Some of the remote post offices will be connected by a VSAT (very small aperture terminal) satellite service. About 17 of these post offices already have tele-kiosks on the premises where people can send and access e-mail.
However, women, farmers, the poor and those living great distances from post offices were significantly under-represented among postal clients, according to a survey carried out by the agencies involved in the project.
"If these groups are also to be served by e-post, then a simple portable electronic device that acts as an e-post carrier will be an invaluable asset," Calindi said.
The joint ITU and UPU project in Bhutan is a test bed for implementation of similar projects in other countries. "About 12 countries have already shown interest in this project," Calindi said.
"The success of this project will depend to a large extent on our ability to train the people at the post offices on the use of the technology and on the receptiveness of villagers to the e-mail concept."

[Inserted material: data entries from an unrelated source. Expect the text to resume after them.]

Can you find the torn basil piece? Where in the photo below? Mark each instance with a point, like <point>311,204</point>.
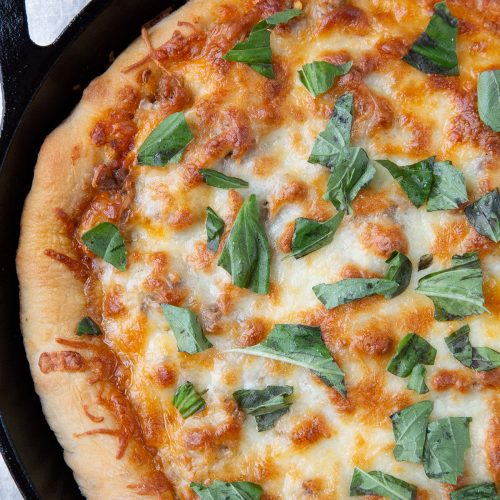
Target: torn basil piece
<point>300,345</point>
<point>215,229</point>
<point>484,215</point>
<point>87,326</point>
<point>220,180</point>
<point>266,405</point>
<point>220,490</point>
<point>256,49</point>
<point>187,400</point>
<point>167,142</point>
<point>399,270</point>
<point>319,76</point>
<point>310,235</point>
<point>457,292</point>
<point>332,145</point>
<point>345,291</point>
<point>410,426</point>
<point>480,359</point>
<point>425,261</point>
<point>478,491</point>
<point>416,381</point>
<point>434,51</point>
<point>412,350</point>
<point>415,180</point>
<point>246,255</point>
<point>379,483</point>
<point>186,329</point>
<point>348,178</point>
<point>448,188</point>
<point>446,442</point>
<point>107,243</point>
<point>488,98</point>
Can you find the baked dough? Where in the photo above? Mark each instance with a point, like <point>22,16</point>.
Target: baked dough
<point>109,399</point>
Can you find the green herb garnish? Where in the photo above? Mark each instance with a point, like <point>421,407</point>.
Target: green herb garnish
<point>319,76</point>
<point>434,52</point>
<point>256,49</point>
<point>380,483</point>
<point>310,235</point>
<point>458,291</point>
<point>87,326</point>
<point>187,400</point>
<point>488,98</point>
<point>484,215</point>
<point>267,405</point>
<point>218,179</point>
<point>445,445</point>
<point>480,359</point>
<point>303,346</point>
<point>167,142</point>
<point>246,255</point>
<point>107,243</point>
<point>220,490</point>
<point>412,350</point>
<point>410,426</point>
<point>186,329</point>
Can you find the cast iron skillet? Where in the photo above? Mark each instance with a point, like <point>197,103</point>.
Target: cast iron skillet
<point>41,86</point>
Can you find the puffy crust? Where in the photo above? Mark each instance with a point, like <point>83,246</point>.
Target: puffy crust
<point>52,298</point>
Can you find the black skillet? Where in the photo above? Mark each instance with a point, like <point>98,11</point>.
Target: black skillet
<point>41,85</point>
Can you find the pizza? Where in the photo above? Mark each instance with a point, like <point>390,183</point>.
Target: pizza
<point>260,259</point>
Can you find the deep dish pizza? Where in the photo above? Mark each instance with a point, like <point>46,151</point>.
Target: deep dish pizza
<point>260,259</point>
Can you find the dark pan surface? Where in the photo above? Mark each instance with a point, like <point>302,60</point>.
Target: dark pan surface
<point>41,86</point>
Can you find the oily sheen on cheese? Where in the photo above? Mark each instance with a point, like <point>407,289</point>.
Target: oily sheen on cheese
<point>263,131</point>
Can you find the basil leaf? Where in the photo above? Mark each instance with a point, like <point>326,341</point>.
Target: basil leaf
<point>167,142</point>
<point>310,235</point>
<point>480,359</point>
<point>409,426</point>
<point>400,269</point>
<point>107,243</point>
<point>448,188</point>
<point>348,177</point>
<point>479,491</point>
<point>445,445</point>
<point>425,261</point>
<point>412,350</point>
<point>435,49</point>
<point>87,326</point>
<point>186,329</point>
<point>488,98</point>
<point>415,179</point>
<point>332,145</point>
<point>344,291</point>
<point>417,380</point>
<point>256,49</point>
<point>220,490</point>
<point>484,215</point>
<point>318,77</point>
<point>246,255</point>
<point>218,179</point>
<point>458,291</point>
<point>267,405</point>
<point>380,483</point>
<point>215,229</point>
<point>300,345</point>
<point>187,400</point>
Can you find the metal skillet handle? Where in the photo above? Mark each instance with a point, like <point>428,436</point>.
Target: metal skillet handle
<point>20,61</point>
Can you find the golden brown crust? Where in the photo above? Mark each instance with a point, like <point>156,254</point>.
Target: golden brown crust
<point>52,298</point>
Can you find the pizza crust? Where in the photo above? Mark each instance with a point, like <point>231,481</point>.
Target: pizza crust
<point>52,298</point>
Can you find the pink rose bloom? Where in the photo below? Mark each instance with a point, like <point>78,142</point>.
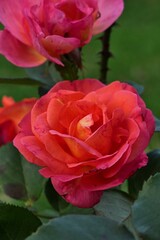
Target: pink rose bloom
<point>38,30</point>
<point>87,137</point>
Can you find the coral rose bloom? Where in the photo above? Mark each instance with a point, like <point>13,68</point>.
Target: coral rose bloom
<point>87,137</point>
<point>38,30</point>
<point>10,115</point>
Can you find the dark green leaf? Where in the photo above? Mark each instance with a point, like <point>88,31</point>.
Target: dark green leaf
<point>19,81</point>
<point>81,227</point>
<point>135,182</point>
<point>146,210</point>
<point>138,87</point>
<point>16,223</point>
<point>19,178</point>
<point>115,205</point>
<point>60,205</point>
<point>57,202</point>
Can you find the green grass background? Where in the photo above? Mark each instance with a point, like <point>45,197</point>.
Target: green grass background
<point>135,44</point>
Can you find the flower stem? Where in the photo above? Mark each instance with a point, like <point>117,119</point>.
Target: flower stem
<point>105,54</point>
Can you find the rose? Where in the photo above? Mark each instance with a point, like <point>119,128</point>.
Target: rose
<point>87,137</point>
<point>46,29</point>
<point>10,115</point>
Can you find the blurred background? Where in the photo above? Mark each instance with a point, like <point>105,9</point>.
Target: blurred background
<point>135,45</point>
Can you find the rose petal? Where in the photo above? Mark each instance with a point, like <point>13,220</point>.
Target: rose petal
<point>109,12</point>
<point>17,52</point>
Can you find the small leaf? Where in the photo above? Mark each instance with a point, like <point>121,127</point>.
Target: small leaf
<point>16,223</point>
<point>56,201</point>
<point>60,205</point>
<point>135,182</point>
<point>115,205</point>
<point>138,87</point>
<point>146,210</point>
<point>19,178</point>
<point>81,227</point>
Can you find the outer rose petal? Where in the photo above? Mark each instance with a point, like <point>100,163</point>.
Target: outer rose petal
<point>17,52</point>
<point>86,85</point>
<point>81,169</point>
<point>109,10</point>
<point>53,46</point>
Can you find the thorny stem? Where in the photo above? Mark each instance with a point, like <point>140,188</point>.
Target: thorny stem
<point>105,54</point>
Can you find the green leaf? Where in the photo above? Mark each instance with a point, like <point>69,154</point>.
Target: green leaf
<point>138,87</point>
<point>135,182</point>
<point>19,81</point>
<point>56,201</point>
<point>115,205</point>
<point>16,223</point>
<point>19,178</point>
<point>60,205</point>
<point>80,227</point>
<point>146,210</point>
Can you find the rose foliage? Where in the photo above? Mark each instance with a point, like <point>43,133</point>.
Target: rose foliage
<point>87,137</point>
<point>11,113</point>
<point>46,29</point>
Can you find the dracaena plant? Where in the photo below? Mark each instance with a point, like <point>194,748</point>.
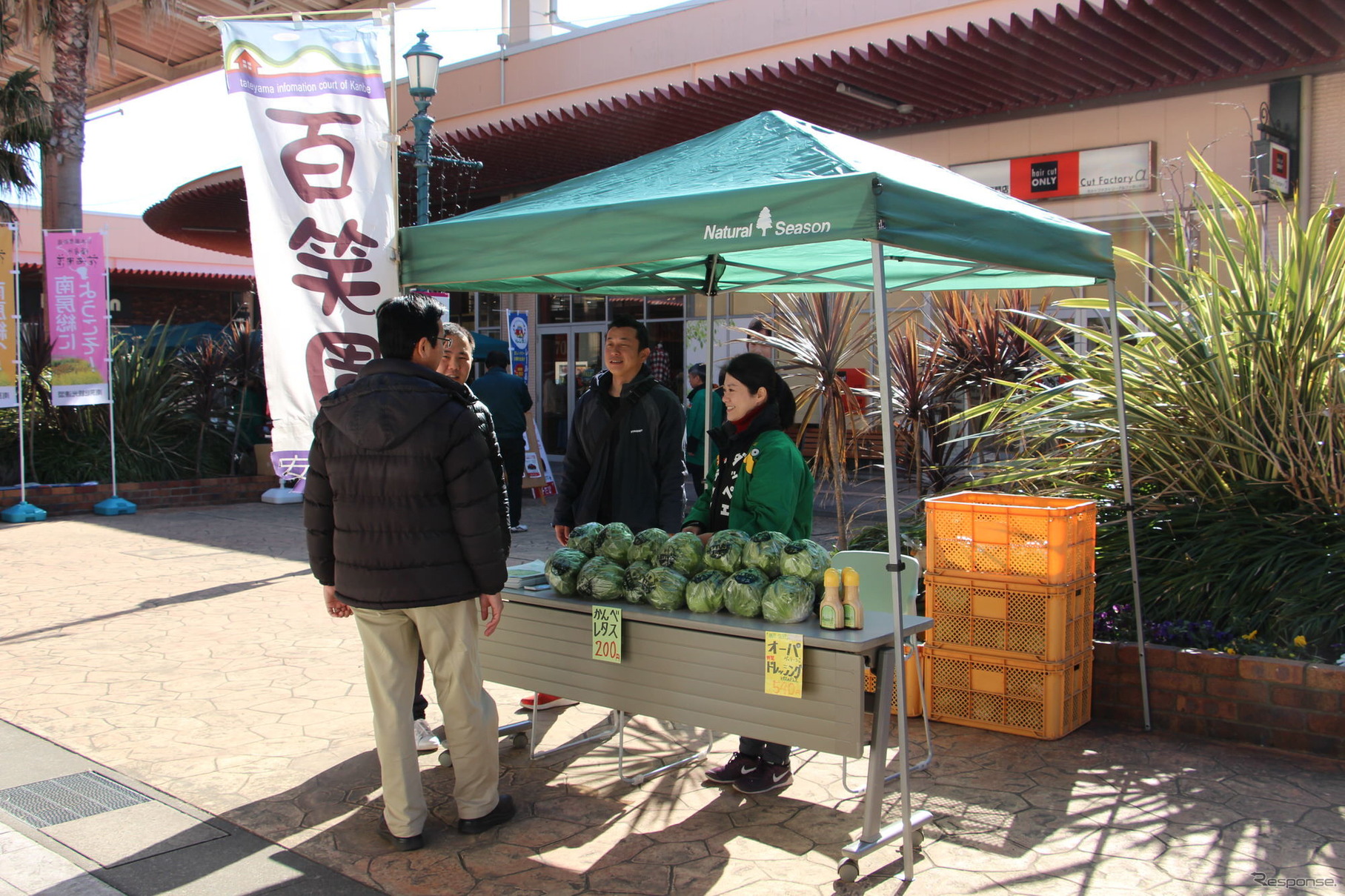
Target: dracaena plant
<point>820,335</point>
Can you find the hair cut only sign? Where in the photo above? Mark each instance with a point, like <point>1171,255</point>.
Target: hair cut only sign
<point>77,316</point>
<point>319,206</point>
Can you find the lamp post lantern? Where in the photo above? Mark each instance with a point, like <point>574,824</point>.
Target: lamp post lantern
<point>422,81</point>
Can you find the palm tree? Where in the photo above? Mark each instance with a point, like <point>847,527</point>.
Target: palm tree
<point>70,27</point>
<point>24,123</point>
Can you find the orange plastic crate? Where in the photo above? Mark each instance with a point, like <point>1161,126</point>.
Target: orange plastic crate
<point>1048,623</point>
<point>871,684</point>
<point>1046,541</point>
<point>1013,696</point>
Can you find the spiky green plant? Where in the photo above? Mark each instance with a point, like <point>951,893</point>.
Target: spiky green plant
<point>820,335</point>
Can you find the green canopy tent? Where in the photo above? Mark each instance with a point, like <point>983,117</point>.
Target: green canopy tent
<point>768,205</point>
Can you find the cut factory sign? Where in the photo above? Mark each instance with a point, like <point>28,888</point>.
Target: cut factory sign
<point>320,208</point>
<point>1084,173</point>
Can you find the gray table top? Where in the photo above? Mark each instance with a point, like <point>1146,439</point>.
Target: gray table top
<point>876,633</point>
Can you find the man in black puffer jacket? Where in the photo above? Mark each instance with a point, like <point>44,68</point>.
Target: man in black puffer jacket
<point>404,524</point>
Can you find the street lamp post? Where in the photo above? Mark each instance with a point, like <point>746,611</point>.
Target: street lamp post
<point>422,81</point>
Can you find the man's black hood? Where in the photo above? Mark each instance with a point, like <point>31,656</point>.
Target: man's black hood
<point>388,401</point>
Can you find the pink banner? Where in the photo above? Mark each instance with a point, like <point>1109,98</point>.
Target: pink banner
<point>77,318</point>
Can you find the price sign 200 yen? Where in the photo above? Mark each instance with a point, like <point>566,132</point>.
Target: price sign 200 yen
<point>607,634</point>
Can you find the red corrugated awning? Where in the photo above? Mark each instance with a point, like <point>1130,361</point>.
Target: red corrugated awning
<point>1066,59</point>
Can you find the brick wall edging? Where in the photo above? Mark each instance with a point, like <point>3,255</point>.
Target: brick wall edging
<point>1287,704</point>
<point>65,501</point>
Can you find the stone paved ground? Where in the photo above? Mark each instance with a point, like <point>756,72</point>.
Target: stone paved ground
<point>189,650</point>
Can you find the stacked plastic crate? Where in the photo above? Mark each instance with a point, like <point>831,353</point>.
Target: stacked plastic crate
<point>1009,584</point>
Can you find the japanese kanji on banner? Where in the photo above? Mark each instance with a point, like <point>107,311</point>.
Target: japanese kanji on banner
<point>8,322</point>
<point>320,208</point>
<point>77,318</point>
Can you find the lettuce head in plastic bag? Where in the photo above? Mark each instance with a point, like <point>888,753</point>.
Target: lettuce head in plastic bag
<point>585,537</point>
<point>788,599</point>
<point>562,569</point>
<point>805,559</point>
<point>743,592</point>
<point>665,588</point>
<point>764,551</point>
<point>600,576</point>
<point>632,584</point>
<point>683,552</point>
<point>647,545</point>
<point>617,542</point>
<point>725,551</point>
<point>703,592</point>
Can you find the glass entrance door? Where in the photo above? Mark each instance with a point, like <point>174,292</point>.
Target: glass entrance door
<point>571,358</point>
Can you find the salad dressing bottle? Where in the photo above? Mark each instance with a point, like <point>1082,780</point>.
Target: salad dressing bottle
<point>831,614</point>
<point>851,608</point>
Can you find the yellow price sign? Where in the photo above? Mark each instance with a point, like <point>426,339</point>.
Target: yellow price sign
<point>783,663</point>
<point>607,634</point>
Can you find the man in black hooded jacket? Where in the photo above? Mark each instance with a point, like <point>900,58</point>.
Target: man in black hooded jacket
<point>405,531</point>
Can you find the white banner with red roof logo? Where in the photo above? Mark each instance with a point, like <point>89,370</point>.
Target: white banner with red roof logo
<point>319,205</point>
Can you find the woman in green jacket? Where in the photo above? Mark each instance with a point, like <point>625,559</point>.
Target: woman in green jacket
<point>762,483</point>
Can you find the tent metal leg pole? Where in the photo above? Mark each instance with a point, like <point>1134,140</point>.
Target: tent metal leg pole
<point>1130,498</point>
<point>894,567</point>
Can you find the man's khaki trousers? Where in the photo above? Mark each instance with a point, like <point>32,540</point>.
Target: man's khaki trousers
<point>447,634</point>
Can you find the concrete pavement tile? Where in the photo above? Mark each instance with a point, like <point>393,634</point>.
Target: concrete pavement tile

The Simputer was selected by the ITU and UPU project because of its low cost, ability to integrate voice recognition, low power consumption and programmability for various applications. The plan is to have a variety of applications running on the Simputer to handle items such as agricultural information, health care data collection, simple accounting, bookkeeping, inventory management and land records.
"In our experience, it is important that the projects cater to multiple uses and feature multiple applications," said Calindi. "This is to make best use of scarce resources, as well as increase the chances of greater usage."
Although the project in Bhutan will, initially, use 50 Simputers, the product has great growth opportunity if the project is extended within Bhutan and to other countries, said Vinay Deshpande, chairman of Bangalore-based Encore Software, a Simputer licensee.
The handheld computer was designed by engineers from Encore and the Indian Institute of Science in Bangalore, and put into open source to be managed by the Simputer Trust. Since development of the product's prototype in 2001, Encore has sold only about 3,000 units, mainly because there are too few applications that run on the device, Deshpande said.
Encore has positioned the device commercially and for use to bridge the digital divide. The company introduced a variety of models, ranging from the low-end with a monochrome display, priced at about $200, to a high-end model with a colour display and support for Wi-Fi and GPS that costs about $480.
Approximately 75 independent software companies have developed Simputer applications, including some for e-governance, sales force automation and enterprise resource planning. Encore expects to sell more than 100,000 Simputers.